Fly leans in and sniffs me. “You smell the same as always. I don’t know what the hell the professor is going on about.”

“Who does when it comes to the professor?” I mutter.

“I don’t know, you seem to have a better understanding of him than most.”

“What makes you say that?” I ask, with alarm.

“You’re similar, maybe it’s your shared background or something.”

“I am nothing like the professor!”

“You are! Moody, mysterious, secretive.” He points to the dragon in my lap. “You’d make a great couple.” He laughs.

“He kissed me!” I blurt out. It seems once one secret has leaked out, it’s hard to keep any others.

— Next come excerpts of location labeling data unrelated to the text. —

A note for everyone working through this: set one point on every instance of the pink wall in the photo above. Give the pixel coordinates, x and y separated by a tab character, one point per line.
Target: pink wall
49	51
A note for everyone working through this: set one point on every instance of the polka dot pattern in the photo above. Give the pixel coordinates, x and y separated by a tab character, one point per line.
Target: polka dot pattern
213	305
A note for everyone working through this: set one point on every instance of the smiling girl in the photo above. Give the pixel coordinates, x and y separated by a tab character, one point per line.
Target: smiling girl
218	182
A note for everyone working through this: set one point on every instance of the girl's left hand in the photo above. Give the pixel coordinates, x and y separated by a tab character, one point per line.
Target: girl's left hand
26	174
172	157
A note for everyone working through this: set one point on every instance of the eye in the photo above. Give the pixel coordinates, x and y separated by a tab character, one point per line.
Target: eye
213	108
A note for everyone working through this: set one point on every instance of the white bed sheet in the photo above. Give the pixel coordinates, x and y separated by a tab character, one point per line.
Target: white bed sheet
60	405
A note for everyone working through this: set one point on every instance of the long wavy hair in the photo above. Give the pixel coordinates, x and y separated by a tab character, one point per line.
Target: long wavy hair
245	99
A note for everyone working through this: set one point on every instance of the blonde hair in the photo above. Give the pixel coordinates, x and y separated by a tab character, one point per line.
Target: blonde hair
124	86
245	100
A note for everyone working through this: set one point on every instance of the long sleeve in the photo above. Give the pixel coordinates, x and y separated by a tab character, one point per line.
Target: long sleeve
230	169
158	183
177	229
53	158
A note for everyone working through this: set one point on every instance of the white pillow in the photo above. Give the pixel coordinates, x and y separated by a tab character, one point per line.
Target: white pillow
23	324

“He what?!” Fly shrieks his voice soaring several octaves higher than it was one second ago.

“Actually, he didn’t kiss me.” I shake my head vigorously.

Fly shakes his head too. “Huh?”

“He nearly kissed me. Or at least it felt like he was going to kiss me but then he stopped himself.”

“You’re sure?”

I pinch my friend on the thigh. “I may not have a heap of experience but I do know what it’s like when someone is going to kiss you.”

“Then why didn’t he?”

“I’m his student!” I point out.

“Meh,” Fly says. “Did you want him to kiss you? The man literally terrifies the pants off me. But if he tried to kiss me, I think I’d wilt like a violet in the heat. I’d be unable to resist all that dark, moody, broody, masculine energy.”

“Yeah,” I say, butterflies stirring in my belly just thinking about it. “But I’m meant to be with the Princes. ”

Fly rolls his eyes. “Just because you’re with one person – or three – doesn’t stop you from admiring other people, doesn’t prevent you from developing little crushes.”

“But I don’t admire Professor Tudor and I don’t have a crush,” I say decisively and I’m not sure who I’m trying to convince myself or my friend.

“So what exactly is your plan with this dragon, Cupcake?” Fly asks, as Blaze curls up and starts to snore.

“I usually take him for an evening fly about around this time. You can come if you want–”

“No, I mean what’s your plan in the long run, Cupcake?”

“I … I don’t exactly know yet.”

“Don’t dragons grow really big, like really really fucking big?”

“I suppose so,” I say, peering down at Blaze.

“What does Thorne say?” Fly says a little bitterly.

“He thinks I should hand him in. He thinks I’m going to be in big trouble when they find out I have a dragon and haven’t told them about it.”

“Obviously.” He gazes at the sleeping dragon. “I wonder what they’ll do with him.”

“I don’t know,” I stroke Blaze’s head. “But I don’t think it will be good,” I say, thinking of my sister.